The Shriners does stand out as the last opportunity for players to compete in the U.S. before the Tour heads to Asia for three weeks, and Lindsey believes that will help draw a strong field to Las Vegas.

As for the Ryder Cup, officials said it had become obvious in recent weeks that postponing the event was the only logical choice.

“We’really wanted to play this,” PGA of America CEO Seth Waugh said. “We tried everything we could to make it happen.”

With the COVID-19 pandemic exploding across the country, Waugh said having fans at Whistling Straits Golf Club in Wisconsin was not an option. And playing without fans was a choice Waugh and his European counterparts didn’t want to pursue.

“A Ryder Cup without fans is not a Ryder Cup,” Waugh said. “It is one event that is uniquely about the fans.”

“We didn’t want to dilute the magic of a great occasion,” said Guy Kinnings, deputy CEO of the European Tour.

Kinnings noted one silver lining of pushing the event back one year is it gives both teams the chance to field their best teams with a full season of qualifying. With half of the 2020 tournaments wiped away by the pandemic, the number of opportunities for golfers to play their way onto the team were limited.

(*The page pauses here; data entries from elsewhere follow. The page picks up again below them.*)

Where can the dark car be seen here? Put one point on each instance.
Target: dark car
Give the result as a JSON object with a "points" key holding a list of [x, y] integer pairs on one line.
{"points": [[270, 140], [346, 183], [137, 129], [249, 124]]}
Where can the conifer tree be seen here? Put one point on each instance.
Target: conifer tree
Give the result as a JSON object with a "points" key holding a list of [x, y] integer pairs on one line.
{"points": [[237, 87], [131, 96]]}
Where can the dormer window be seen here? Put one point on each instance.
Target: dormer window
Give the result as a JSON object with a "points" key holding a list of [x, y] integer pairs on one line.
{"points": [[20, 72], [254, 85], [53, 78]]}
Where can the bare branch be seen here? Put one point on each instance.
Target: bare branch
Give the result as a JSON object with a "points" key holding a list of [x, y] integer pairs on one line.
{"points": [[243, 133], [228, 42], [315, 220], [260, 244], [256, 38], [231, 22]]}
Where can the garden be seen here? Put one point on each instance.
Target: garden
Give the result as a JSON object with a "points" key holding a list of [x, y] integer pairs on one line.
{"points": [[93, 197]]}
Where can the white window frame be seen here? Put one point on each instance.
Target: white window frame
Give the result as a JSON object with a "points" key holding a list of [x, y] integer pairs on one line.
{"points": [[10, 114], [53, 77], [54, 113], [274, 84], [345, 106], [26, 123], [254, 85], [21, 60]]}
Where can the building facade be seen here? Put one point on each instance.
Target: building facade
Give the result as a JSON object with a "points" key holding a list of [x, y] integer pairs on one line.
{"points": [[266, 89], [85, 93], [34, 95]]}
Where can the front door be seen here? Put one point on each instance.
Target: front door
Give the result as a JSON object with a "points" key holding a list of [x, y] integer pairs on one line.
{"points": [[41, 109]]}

Having a full season to earn points will certainly help a number of players, including a handful of newcomers already making their mark on the PGA Tour. At the top of the list is Las Vegas resident Collin Morikawa, who left Cal last summer, turned pro and almost immediately won the Barracuda Championship. He’s added three second-place finishes and is in contention again this weekend at the Workday Charity Open.

Despite his success, Morikawa is only 16th in the U.S. points race and had little chance of making this year’s team. With another year to build his resume, Morikawa’s chances of making the Ryder Cup team greatly improve.

Chip Shots

— When the PGA Tour returned in early June, initial plans called for the first four events to be played without fans. But now five weeks into the schedule there still are no fans, and none coming in the foreseeable future. The next five weeks will be played on empty courses, including the PGA Championship in San Francisco. It will be mid-August at the earliest before the first spectators are allowed, but even that remains a question mark.

— All of the game’s biggest stars have been playing throughout the PGA Tour’s return — with one big exception. That changes next week as Tiger Woods is in the field at The Memorial, an event he’s won five times. Which Woods will show up is the big question. He has played just twice in 2020, in San Diego in January where he tied for ninth, and in Los Angeles in February where he finished 68th, last among all players who made the cut.